Image result for US market

Investors largely shrugged off a landmark summit between President Donald Trump and North Korean leader Kim Jong Un Tuesday, but fevered after-hours trading commenced in U.S. stocks following a federal judge’s ruling that AT&T Inc. can proceed with its planned acquisition of Time Warner Inc.

Just after the Dow Jones Industrial Average closed down 1.58 points, or less than 0.1%, at 25320.73, U.S. District Judge Richard Leon announced his decision, rejecting the Justice Department’s allegations that the deal would suppress competition in the pay-TV industry. The ruling caused shares of several big media companies to spike up and down, with investors expecting far-reaching impacts on deal-making activity that could reshape the industry landscape.

AT&T shares fell 1.8% in after-hours trading as of 5 p.m. ET, while Time Warner added nearly 5%. Comcast , which has been planning a bid to buy the bulk of 21st Century Fox ’s assets that could disrupt Walt Disney ’s roughly $52 billion deal, declined 2.9%. Any offer from Comcast could raise similar concerns with the Justice Department. Disney shares slid 1.4% and Fox rose 4.3%. Fox and Wall Street Journal parent News Corp share common ownership.

The ruling came after a day in which several analysts said investors were reluctant to make major moves before other big decisions: announcements from the Federal Reserve and European Central Bank this week that could shape the next leg of the global economic recovery that began in the wake of the financial crisis 10 years earlier.

“Investors don’t like surprises,” said David Campbell, a principal with Bingham, Osborn & Scarborough, a San Francisco-based financial advisory firm that oversees $4.2 billion. “I’m keeping an eye on inflation and interest rates that are relative to that. Surprises with either of those can throw things off a bit.”

The S&P 500 rose 4.85 points, or 0.2%, to 2786.85, while the Nasdaq Composite gained 43.87 points, or 0.6%, to 7703.79 to close at a new record.

Meanwhile, the stock market appeared to have little reaction to the day of talks between President Donald Trump and North Korean leader Kim Jong Un in Singapore that ended with a vague commitment to denuclearize the Korean Peninsula. Analysts largely said the outcome of the talks remained unclear and that North Korean risks more generally were difficult to price.

“It may be an interesting historic moment, but it’s only a modest step in removing that tail risk—markets are taking it somewhat skeptically and want to see much more concrete follow-up,” said Larry Hatheway, chief economist and head of investment solutions at GAM Holding.
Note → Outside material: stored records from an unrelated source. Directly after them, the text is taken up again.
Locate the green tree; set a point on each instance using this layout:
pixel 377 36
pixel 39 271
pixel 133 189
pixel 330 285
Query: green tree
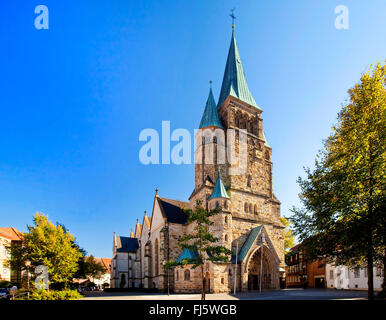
pixel 289 239
pixel 202 242
pixel 343 199
pixel 51 246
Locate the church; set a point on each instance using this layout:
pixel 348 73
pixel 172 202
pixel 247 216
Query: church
pixel 248 224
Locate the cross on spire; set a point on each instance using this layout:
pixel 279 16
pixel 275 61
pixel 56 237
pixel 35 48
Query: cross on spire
pixel 232 15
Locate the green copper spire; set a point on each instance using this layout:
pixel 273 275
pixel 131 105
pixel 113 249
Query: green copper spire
pixel 219 189
pixel 234 82
pixel 210 116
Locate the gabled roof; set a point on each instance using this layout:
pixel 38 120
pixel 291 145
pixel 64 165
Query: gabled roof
pixel 234 82
pixel 11 234
pixel 219 189
pixel 247 244
pixel 210 116
pixel 187 254
pixel 173 210
pixel 104 262
pixel 126 244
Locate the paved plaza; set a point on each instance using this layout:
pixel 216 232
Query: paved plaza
pixel 286 294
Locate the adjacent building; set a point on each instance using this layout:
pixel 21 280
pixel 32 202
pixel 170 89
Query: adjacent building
pixel 249 223
pixel 9 237
pixel 303 273
pixel 342 277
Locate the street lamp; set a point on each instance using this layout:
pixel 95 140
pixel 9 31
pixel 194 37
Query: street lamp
pixel 27 265
pixel 261 259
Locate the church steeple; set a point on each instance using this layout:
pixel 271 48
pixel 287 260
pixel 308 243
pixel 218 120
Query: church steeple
pixel 234 82
pixel 210 116
pixel 219 190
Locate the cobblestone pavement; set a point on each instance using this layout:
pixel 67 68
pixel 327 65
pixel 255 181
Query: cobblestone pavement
pixel 286 294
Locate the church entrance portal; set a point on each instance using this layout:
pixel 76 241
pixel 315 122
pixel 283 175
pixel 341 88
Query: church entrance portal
pixel 266 266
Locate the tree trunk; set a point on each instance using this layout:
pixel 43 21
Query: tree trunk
pixel 370 275
pixel 203 283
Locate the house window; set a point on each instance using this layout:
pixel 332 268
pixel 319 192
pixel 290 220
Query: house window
pixel 249 179
pixel 187 275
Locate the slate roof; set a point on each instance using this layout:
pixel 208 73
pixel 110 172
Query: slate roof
pixel 247 245
pixel 173 210
pixel 126 244
pixel 219 189
pixel 210 116
pixel 234 82
pixel 187 254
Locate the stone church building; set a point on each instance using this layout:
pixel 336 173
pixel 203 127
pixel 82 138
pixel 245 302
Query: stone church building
pixel 249 222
Fewer than 5% of fund managers surveyed by Bank of America Merrill Lynch in June viewed North Korea as the biggest tail risk for markets, far behind a trade war or a hawkish policy error from the Fed or ECB.

On Tuesday, investors stuck to a strategy that has worked throughout much of the rally over the last decade: buying shares of technology companies. Tech firms in the S&P 500 gained 0.6%, as shares of Twitter jumped $2.07, or 5%, to $43.49 after a JPMorgan Chase analyst raised the social-media stock’s price target.

Defense stocks struggled after Mr. Trump said he would halt joint military exercises with South Korea as long as talks remained productive with North Korea. Shares of Lockheed Martin and Northrop Grumman both fell more than 1%.

Yields on 10-year U.S. Treasurys settled at 2.959%, little changed from a day earlier.

The Fed began its two-day policy meeting in Washington on Tuesday, and investors largely expect officials to raise the benchmark short-term interest rate by another quarter percentage point at its conclusion. On Thursday, the ECB will announce its own policy decision, which could include details on how it plans to wind down its bond-buying program.

Elsewhere, the Stoxx Europe 600 rose 0.1% after paring earlier gains to match the muted index movements in other stock-market regions.

Shares of South Korean companies, which generate roughly half their revenues abroad, edged down 0.1% Tuesday, while Japan’s Nikkei rose 0.3% and Hong Kong’s Hang Seng gained 0.1%.